Ainda segundo o dirigente do Conselho Regional do Sul, grande parte dos médicos que garante as urgências estão a entregar um documento de desresponsabilização por ausência de condições. No mesmo, cada profissional determina que qualquer problema que exista por a equipa estar reduzida não é responsabilidade sua. Até porque uma das maiores repercussões da concentração de médicos nas urgências é a falha nos restantes serviços. "Por estarmos a garantir as urgências, não estamos a garantir as nossas operações de rotina. Não estamos a fazer as consultas de gravidez de alto risco nem as ecografias", conta.
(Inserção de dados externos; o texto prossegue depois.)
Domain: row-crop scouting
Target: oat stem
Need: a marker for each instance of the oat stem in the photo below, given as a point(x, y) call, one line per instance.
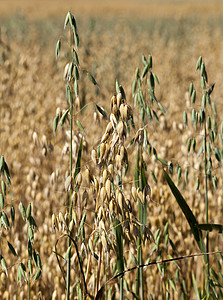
point(206, 207)
point(70, 198)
Contactado pelo DN, o Hospital de Santa Maria diz apenas que estão a ser procuradas "medidas que permitam minimizar as dificuldades sentidas". Sublinham a existência da "articulação entre as Unidades Hospitalares da região de Lisboa", para uma "abordagem integrada de situações contingenciais".
No comunicado enviado esta quarta-feira às redações, o Sindicato Independente dos Médicos (SIM) exige à administração do Hospital de Santa Maria e ao Ministério da Saúde que se proceda à "contratação imediata de médicos especialistas", bem como ao "planeamento adequado das necessidades de recursos humanos por parte do Governo numa perspetiva de médio prazo". Caso os serviços mínimos não estejam assegurados, deve proceder-se ao "encerramento da urgência", lê-se.
O sindicato alerta para "a carência extrema de médicos obstetras na região de Lisboa", o que "leva a que se ultrapassem os limites mínimos de segurança aceitáveis para o tratamento das grávidas e doentes críticos que diariamente a eles recorrem". Segundo o SIM, as administrações seguem uma lógica de hostilização dos médicos, forçando "a trabalhar em condições indignas e sem segurança". "Maximiza-se assim a possibilidade de erro médico com prejuízo para a saúde dos doentes e para vida profissional dos médicos que se veem envolvidos por circunstâncias que não dependem dos mesmos", diz o mesmo comunicado.
A contratação de mais médicos seria uma opção, mas ainda que esteja na génese do problema, o obstetra Alexandre Valentim Lourenço não considera que a solução passe apenas por aqui. Porque enquanto não garantirem "condições de trabalho, abrem concursos e ninguém quer vir". Garante que a realidade é transversal a outras maternidades.
No início deste mês, o Governo suspendeu o sistema de rotatividade de quatro urgências de obstetrícia em Lisboa, durante o verão, devido à falta de especialistas e garantiu que haverá um reforço de pessoal. A proposta que esteve em cima da mesa, que ainda não era definitiva, visava minorar os efeitos da falta de obstetras e anestesistas, comum a quatro hospitais - Maternidade Alfredo da Costa, Hospital de Santa Maria, Hospital de São Francisco Xavier e Hospital Amadora-Sintra -, e que tende a agravar-se com as férias de verão. O objetivo era que as urgências de obstetrícia fechassem à vez, reencaminhando as utentes para os outros três hospitais.
Ainda em junho deste ano, o bastonário da Ordem dos Médicos alertava que a situação nas urgências externas das maternidades, decorrente da falta de especialistas em Ginecologia e Obstetrícia, "ultrapassa os limites do aceitável". Miguel Guimarães dizia ainda ser "necessário existir um planeamento adequado das necessidades dos serviços, ter uma organização modelar e encontrar verdadeiras soluções para os problemas e não apenas insistir na improvisação em cima do joelho".